Recall that $f:[a,b]\to\mathbb{R}$ is absolutely continuous if for all $\epsilon$ there exists $\delta$ such that for any $(a_i,b_i)$ pairwise disjoint intervals we have $\sum(b_i-a_i)<\delta\implies\sum|f(b_i)-f(a_i)|<\epsilon$, or equivalently $f$ is a.e. differentiable and:
$$f(x)-f(y)=\int_y^xf'(t)\mathrm{d}t,$$
for all $x,y\in[a,b]$, and it is Lipschitz continuous (or just Lipschitz) if there exists a constant $C$ such that, for $x,y\in[a,b]$:
$$|f(x)-f(y)|\leq C|x-y|.$$
Choosing $\delta=\frac{\epsilon}{C}$, one verifies that the definition of absolute continuity holds for Lipschitz functions.
The space of absolutely continuous functions $\operatorname{AC}([a,b])$ can be normed with:
$$\|f\|:=|f(a)|+\|f'\|_{L^1([a,b])}.$$
It turns out (see 1 and 2) that this norm makes $\operatorname{AC}$ into a Banach space.
$\operatorname{AC}$ is also the same as $W^{1,1}$, and we know that Lipschitz functions are dense there, since smooth functions are, and they are Lipschitz.
So I was wondering: are Lipschitz functions dense in the other norm as well? Mollifying doesn't really seem to help, because I do get convergence in $L^1$ of the derivatives, but the convergence at $a$ is troublesome. I mean, convergence in that norm equates to $f_n'\to f'$ in $L^1$ and $f_n(a)\to f(a)$, so I was trying to mollify and prove those two convergences. Any hints?
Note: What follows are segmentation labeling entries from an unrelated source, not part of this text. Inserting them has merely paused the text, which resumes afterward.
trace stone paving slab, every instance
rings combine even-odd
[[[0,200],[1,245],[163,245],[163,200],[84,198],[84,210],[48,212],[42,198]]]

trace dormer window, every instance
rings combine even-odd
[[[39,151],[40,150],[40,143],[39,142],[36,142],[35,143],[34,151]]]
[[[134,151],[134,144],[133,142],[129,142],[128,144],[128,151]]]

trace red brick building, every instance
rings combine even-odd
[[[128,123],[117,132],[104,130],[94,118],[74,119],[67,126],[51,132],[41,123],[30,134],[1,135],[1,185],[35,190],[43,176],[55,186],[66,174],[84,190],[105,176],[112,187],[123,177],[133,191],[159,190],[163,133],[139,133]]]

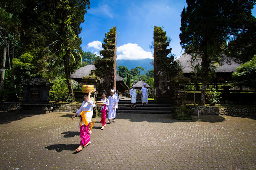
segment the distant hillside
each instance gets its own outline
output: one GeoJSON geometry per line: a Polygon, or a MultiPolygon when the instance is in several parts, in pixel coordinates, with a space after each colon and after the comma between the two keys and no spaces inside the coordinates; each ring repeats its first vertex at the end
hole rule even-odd
{"type": "MultiPolygon", "coordinates": [[[[150,65],[150,62],[152,61],[152,59],[149,58],[137,60],[128,60],[127,59],[118,59],[116,60],[117,63],[117,68],[120,65],[123,65],[128,68],[129,70],[132,69],[134,69],[136,67],[141,67],[145,69],[145,71],[147,72],[148,70],[154,69],[154,66],[150,65]]],[[[141,74],[144,74],[142,71],[141,72],[141,74]]]]}

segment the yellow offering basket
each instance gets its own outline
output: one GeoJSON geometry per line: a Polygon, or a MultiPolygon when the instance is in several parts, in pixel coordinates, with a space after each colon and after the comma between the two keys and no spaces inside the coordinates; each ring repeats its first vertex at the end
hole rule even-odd
{"type": "Polygon", "coordinates": [[[88,93],[90,89],[92,90],[92,93],[94,92],[94,87],[93,85],[83,85],[82,87],[82,92],[88,93]]]}

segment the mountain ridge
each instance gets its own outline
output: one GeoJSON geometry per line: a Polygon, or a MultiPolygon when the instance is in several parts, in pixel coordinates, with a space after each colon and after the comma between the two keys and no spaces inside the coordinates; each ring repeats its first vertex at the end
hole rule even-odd
{"type": "MultiPolygon", "coordinates": [[[[145,69],[145,72],[146,72],[148,70],[154,69],[154,66],[151,65],[150,63],[152,62],[152,59],[149,58],[136,60],[118,59],[116,60],[117,69],[118,69],[118,67],[121,65],[126,67],[129,70],[130,70],[132,69],[135,68],[136,67],[141,67],[145,69]]],[[[140,73],[141,74],[144,74],[144,73],[142,71],[142,72],[141,71],[140,73]]]]}

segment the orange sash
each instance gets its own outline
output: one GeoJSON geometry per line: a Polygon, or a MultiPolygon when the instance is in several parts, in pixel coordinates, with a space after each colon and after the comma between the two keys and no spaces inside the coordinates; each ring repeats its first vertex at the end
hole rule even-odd
{"type": "Polygon", "coordinates": [[[84,122],[84,125],[85,125],[85,126],[87,126],[89,124],[88,123],[88,122],[87,121],[86,117],[85,116],[85,113],[89,112],[90,112],[90,111],[82,111],[82,112],[81,112],[81,113],[80,113],[80,115],[82,117],[82,121],[81,121],[80,126],[82,126],[83,125],[83,122],[84,122]]]}

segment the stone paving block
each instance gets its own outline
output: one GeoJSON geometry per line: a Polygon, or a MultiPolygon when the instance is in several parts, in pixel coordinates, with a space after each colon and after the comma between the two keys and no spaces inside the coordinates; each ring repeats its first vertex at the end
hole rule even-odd
{"type": "Polygon", "coordinates": [[[120,114],[76,153],[79,118],[71,113],[0,112],[0,169],[254,169],[255,118],[120,114]],[[216,129],[216,130],[215,130],[216,129]]]}

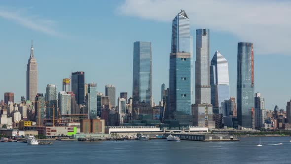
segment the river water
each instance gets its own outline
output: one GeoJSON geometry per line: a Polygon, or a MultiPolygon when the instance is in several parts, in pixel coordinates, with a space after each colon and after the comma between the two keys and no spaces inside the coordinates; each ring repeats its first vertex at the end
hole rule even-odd
{"type": "Polygon", "coordinates": [[[53,141],[52,145],[0,143],[0,164],[291,164],[291,137],[240,141],[53,141]],[[277,145],[282,143],[282,145],[277,145]]]}

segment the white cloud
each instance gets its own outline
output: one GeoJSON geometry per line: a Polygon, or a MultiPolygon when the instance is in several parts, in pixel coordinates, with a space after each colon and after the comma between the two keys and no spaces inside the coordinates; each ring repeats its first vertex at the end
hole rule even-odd
{"type": "MultiPolygon", "coordinates": [[[[30,7],[29,9],[32,9],[30,7]]],[[[0,18],[14,21],[28,29],[53,36],[63,37],[55,30],[55,22],[51,20],[40,18],[36,15],[28,15],[26,9],[11,9],[0,7],[0,18]]]]}
{"type": "Polygon", "coordinates": [[[127,0],[117,11],[171,22],[180,9],[185,10],[192,27],[226,32],[253,42],[257,54],[291,55],[290,1],[127,0]]]}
Perhaps I could show that norming $\operatorname{AC}$ with $|f(x)|$ instead of $|f(a)|$, where $x\in(a,b)$, results in an equivalent norm, and then mollify and use that, for continuous functions on $(a,b)$, the mollifications converge uniformly in any compact subset, hence pointwise?
Or maybe I can extend uniform convergence of mollifications to any compact subset including the whole $[a,b]$? I'd have a problem there, I guess, because how do I define the mollification at the endpoints?